Use Cases for mzIdentML
- It should be possible to create a tool that loads an mzIdentML document and enables users to examine results from an MS, MS-MS, MSn or tag searches. (For MSn searches, the assumption is that matches will be of a similar format to those from MS-MS searches and there will be no attempt to model combining, say MS4 matches with the corresponding MS3 and MS-MS results). There should be sufficient information for the tool to generate output reports that conform to the requirements made by journals for publication and that conform to the relevant MIAPE guidelines. For example:
· For a PMF search, it should be possible to display the spectrum and show the matches of the peaks to the relevant peptides, but only if the spectrum is available.
· For an MS-MS search, it should be possible to locate which spectrum matched to which peptide in the original file.
· For a tag search, there should be sufficient information to validate that a result is correct. - There should be sufficient information stored in the instance document to enable a user to run the same search on the same or another search engine. This means that all search parameters should be described in sufficient detail and that sufficient information is available to determine which database (if any) the data were searched against. The peak lists data (if any) do not need to be included in the instance document, but do need to be suitably referenced.
- A PMF search and an MS-MS search of the same sample can be saved in the same instance document as long as the result is one combined protein list.
- It should be possible to save the results of searching a decoy database in the same instance document as the results from the forward database.

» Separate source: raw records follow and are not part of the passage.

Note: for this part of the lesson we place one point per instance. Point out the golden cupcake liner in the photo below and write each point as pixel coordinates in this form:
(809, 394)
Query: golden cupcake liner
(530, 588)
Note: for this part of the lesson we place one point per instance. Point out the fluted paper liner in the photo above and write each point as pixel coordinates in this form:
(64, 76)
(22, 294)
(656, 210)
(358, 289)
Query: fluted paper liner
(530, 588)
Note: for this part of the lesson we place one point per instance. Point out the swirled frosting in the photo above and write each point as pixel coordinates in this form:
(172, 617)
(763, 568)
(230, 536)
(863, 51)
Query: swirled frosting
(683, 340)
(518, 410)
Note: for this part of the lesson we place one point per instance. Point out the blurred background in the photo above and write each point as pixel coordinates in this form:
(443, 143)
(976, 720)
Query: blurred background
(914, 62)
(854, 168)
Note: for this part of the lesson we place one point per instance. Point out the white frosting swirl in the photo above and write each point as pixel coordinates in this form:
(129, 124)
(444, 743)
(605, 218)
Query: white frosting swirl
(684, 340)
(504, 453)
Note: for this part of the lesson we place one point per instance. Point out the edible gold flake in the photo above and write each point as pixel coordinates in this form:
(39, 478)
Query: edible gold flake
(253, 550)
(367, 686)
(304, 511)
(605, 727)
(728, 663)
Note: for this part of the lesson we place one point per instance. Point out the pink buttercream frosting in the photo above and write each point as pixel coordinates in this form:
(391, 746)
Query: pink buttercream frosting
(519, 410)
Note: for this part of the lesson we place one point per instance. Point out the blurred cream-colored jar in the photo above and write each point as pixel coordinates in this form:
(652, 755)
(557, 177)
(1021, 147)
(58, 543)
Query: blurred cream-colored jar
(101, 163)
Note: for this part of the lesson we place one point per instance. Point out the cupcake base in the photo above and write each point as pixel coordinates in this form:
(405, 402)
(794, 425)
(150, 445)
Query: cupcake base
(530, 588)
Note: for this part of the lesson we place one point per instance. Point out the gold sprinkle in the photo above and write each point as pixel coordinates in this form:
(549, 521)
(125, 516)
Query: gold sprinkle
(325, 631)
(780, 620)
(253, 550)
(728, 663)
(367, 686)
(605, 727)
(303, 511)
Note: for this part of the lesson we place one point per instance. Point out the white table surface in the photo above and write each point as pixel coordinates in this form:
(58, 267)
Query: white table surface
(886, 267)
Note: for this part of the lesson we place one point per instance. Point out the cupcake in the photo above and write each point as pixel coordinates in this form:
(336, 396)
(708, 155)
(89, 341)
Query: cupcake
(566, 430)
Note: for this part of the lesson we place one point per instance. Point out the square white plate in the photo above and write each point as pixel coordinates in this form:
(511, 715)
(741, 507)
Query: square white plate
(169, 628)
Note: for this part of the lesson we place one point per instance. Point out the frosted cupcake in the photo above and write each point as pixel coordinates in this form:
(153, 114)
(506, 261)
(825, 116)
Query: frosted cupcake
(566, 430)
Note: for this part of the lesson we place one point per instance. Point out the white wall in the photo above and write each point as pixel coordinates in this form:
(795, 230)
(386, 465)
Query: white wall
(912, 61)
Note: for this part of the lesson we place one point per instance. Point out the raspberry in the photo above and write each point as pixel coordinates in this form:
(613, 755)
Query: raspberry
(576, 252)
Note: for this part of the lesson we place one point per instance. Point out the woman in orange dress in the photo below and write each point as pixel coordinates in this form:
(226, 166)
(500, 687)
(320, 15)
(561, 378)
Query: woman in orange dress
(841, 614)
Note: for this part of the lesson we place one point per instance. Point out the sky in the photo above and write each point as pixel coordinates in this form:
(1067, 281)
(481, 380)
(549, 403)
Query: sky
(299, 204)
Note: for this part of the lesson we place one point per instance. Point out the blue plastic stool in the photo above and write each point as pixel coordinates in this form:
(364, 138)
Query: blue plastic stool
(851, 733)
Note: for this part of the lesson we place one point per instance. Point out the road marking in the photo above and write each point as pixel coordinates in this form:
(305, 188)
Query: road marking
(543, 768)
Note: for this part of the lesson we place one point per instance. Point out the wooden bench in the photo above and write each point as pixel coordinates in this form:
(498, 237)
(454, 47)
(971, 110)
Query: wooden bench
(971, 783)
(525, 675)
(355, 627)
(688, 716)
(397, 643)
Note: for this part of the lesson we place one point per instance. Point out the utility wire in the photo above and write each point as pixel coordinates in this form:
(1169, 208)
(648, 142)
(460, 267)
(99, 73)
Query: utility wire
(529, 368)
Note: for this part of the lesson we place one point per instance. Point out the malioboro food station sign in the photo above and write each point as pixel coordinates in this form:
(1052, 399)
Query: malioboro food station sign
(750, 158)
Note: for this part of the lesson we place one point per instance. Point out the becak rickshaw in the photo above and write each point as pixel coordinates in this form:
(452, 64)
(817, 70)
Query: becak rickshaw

It should then be possible to write a viewer application that enables a user to investigate the effect of changing, for example, a threshold value on the false discovery rate. This would only be possible if all results (rather than just top matches) from the search are saved in the mzIdentML document and if the results from the decoy search are also saved. It would only be possible to do this at the peptide level for an ms-ms search, because changing thresholds would normally have some effect on the protein grouping algorithm.
- It should be possible to save manual or automated annotation of proteins/peptides in an instance document. A third party tool could be used to save annotations and validations of identified proteins/peptides to an existing instance document
- It should be possible to save the results from a search of a metabolically labeled sample. For example, with a 14N/15N experiment, two separate sets of amino acid masses are used, and it must be possible to tell which masses were used for each peptide result.
- For a search of multiple peaks lists, it should be possible to identify the spectrum that obtained a match to a particular peptide or protein reported by the search engine. For example, in an LC-MS-MS run, it should be possible to refer back to the spectrum in the peak list file that was searched and from there, if the information is available to be able to determine the retention time of the spectrum. For an mzML file, the unique 'id' of the spectrum should be available. For other peak list formats, some other unique identifier should be stored where possible. There is no requirement to store other redundant information in the mzIdentML file that will be available in the peak list data.
- It should be possible to search an anlysisXML file to retrieve all molecules that have a specified modification.
- It should be possible to store the results of a search of spectra against other spectra - i.e. a spectral library search.
- It should be possible to store the results of a top down search i.e. analysis of complete proteins.
- Support for storing fragmentation data so that for example viewers could display which ions in the input data match predicted ion fragment masses.
- There should be support for storing the results of searches of peptides against nucleic acid databases, including the information about which translation frame the matches were found in.
- It should be possible to combine the results from multiple search engines into one mzIdentML document. For example, the peptide identification results from two different search engines could be combined using a third tool to give one set of protein results.
There will be limited support for the following use cases:
- De novo. De novo peptide sequencing results will be supported to the extent that it will be possible to enumerate through and record all possible matches found by a denovo technique, however, we anticipate that this will produce extremely large files. In version 2, solutions will be investigated for defining a standard way of reporting ambiguous combinations of residues.
The following use cases will not be supported in version 1 of mzIdentML:
- It should be possible to store relative and absolute quantitation information at the peptide and protein level using all the popular techniques [Deferred to version 2].
- Support for LC-MS biomarker discovery.
- Support for complex workflows where multiple data processing algorithms are tagged together; i.e. only “final” results are represented in mzIdentML v1, no intermediate results.